Aplicativos de transporte, como Uber e 99, enfrentam sua maior crise
Aumento do preço dos combustíveis e outros fatores fazem motoristas recusar chamadas e até desistir do trabalho


Desde que os aplicativos de transporte chegaram ao Brasil, há sete anos, sacudindo cooperativas de táxi e criando novos hábitos de ir e vir, jamais se viu tamanha insatisfação com o serviço. Nos grandes centros, principalmente, proliferam queixas de usuários quanto ao cancelamento de corridas e ao longo tempo de espera. Todos parecem frustrados — clientes, motoristas e mesmo as empresas que fornecem o serviço, como a Uber e a 99, que perdem cada vez mais receita em um cenário de caos provocado pelo aumento estratosférico do preço dos combustíveis e do aluguel de veículos e até pela falta de carros para trabalhar.
Motoristas de aplicativo costumam recusar corridas para regiões tidas como perigosas, especialmente à noite. No entanto, o que tem causado desistências agora é uma equação simples: se o trajeto até o cliente for longo e a viagem for curta, ele ficará com saldo negativo — então é melhor simplesmente desistir em favor de um passageiro mais próximo. “É uma triste realidade, mas nós mesmos aconselhamos o motorista a cancelar corridas curtas”, diz Eduardo Lima, presidente da Associação dos Motoristas de Aplicativo de São Paulo (Amasp). Além do custo proibitivo dos combustíveis e da locação de veículos, Lima aponta o congelamento das tarifas como um outro entrave para o negócio.
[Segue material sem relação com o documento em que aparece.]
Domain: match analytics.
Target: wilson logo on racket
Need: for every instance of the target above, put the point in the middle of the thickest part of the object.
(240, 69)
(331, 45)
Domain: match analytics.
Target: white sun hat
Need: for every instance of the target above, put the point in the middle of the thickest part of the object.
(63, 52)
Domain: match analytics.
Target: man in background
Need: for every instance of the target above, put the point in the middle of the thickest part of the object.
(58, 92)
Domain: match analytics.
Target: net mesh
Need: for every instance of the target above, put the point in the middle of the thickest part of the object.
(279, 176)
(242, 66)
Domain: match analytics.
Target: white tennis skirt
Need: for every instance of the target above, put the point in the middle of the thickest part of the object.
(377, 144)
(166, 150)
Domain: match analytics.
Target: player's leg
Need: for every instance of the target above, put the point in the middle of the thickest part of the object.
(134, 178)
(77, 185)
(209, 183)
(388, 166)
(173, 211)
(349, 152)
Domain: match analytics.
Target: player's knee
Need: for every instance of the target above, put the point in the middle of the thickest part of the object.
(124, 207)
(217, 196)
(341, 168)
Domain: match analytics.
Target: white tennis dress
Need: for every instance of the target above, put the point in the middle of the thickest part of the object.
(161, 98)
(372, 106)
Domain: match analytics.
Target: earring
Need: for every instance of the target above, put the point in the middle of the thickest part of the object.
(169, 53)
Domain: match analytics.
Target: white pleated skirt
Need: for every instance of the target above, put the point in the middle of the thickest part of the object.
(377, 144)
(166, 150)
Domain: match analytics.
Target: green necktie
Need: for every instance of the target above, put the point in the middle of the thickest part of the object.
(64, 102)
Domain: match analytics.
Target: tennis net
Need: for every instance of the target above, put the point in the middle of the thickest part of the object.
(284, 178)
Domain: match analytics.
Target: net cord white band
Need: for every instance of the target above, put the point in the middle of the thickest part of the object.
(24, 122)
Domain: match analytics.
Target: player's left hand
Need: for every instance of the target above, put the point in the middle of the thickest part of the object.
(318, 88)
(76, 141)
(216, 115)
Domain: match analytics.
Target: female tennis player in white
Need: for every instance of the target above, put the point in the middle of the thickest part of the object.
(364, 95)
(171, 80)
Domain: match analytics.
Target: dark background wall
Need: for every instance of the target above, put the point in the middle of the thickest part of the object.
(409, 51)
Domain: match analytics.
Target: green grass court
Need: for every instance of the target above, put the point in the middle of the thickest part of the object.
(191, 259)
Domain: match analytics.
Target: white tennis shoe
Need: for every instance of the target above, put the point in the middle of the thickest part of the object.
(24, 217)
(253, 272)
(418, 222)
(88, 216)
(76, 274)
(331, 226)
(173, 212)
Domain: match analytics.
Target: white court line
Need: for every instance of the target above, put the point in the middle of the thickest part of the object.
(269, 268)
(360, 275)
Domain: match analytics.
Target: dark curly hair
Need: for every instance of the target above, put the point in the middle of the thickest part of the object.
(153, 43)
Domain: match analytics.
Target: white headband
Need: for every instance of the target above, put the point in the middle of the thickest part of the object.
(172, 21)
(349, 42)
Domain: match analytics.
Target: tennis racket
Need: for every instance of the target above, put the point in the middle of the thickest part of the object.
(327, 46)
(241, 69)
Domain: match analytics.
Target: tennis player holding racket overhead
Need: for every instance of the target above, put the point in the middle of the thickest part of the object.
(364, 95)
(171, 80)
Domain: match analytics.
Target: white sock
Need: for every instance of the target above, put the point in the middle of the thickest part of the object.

Assim como acontece com os taxistas, o valor que fica com o motorista de aplicativo varia de acordo com a quilometragem percorrida e o tempo gasto no trajeto. Além disso, entra na conta a categoria do veículo — os de luxo recebem mais que os populares. Ao que tudo indica, descontados o combustível e a taxa das prestadoras, a receita líquida que cabe ao condutor é irrisória e nem mesmo cobre as despesas fixas caso o carro seja alugado. Por causa disso, estima-se que, somente na cidade de São Paulo, cerca de 30 000 motoristas — ou 25% do efetivo — tenham desistido. Genauro Araújo, de 42 anos, deve engrossar essa lista em breve. “Só não parei ainda porque não encontrei emprego em outra área”, diz ele, que hoje trabalha catorze horas para ganhar o que faturava antes em oito.
Do lado dos clientes, a vida também ficou mais complicada. Chamadas não atendidas resultam em compromissos perdidos. Além disso, com a redução da frota, sobem os preços das corridas, principalmente nos picos de movimento. Muita gente que abriu mão de ter carro, na confiança de que Uber e 99 ficariam cada vez mais rápidos, baratos e sofisticados, hoje se pergunta se não teria sido melhor ter deixado o veículo na garagem, ainda mais agora com a valorização dos usados. A oferta do serviço tem caído no horário comercial dos dias úteis, justamente quando mais se precisa do transporte, uma vez que uma boa parcela dos motoristas mudou para o turno da noite, quando há menos trânsito e eles podem abrir mão do ar-condicionado, queimando menos combustível. Por outro lado, a demanda nos fins de semana tem crescido devido à abertura de bares e restaurantes, o que incentiva motoristas a buscar clientes às sextas e aos sábados nas regiões boêmias, onde a procura concentrada aumenta o valor da corrida. O resultado, mais uma vez, são menos opções para quem precisa do serviço nas manhãs e tardes dos dias úteis.

Em meio à torrente de insatisfação dos dois lados, motoristas protestam contra novas categorias — Uber Promo e 99Poupa —, que barateiam a corrida para o usuário, mas remuneram ainda menos o condutor. As empresas dizem que a promoção visa a minimizar os efeitos da pandemia e que os motoristas são livres para rejeitar esse tipo de corrida, certamente criada para trazer de volta clientes que desistiram de viajar por falta de dinheiro. Dessa forma, perdem todos: os usuários e os que investiram na profissão como alternativa de sustento. Também perdem os que apostaram nos aplicativos como solução para o transporte e que agora assistem ao negócio frear à primeira crise.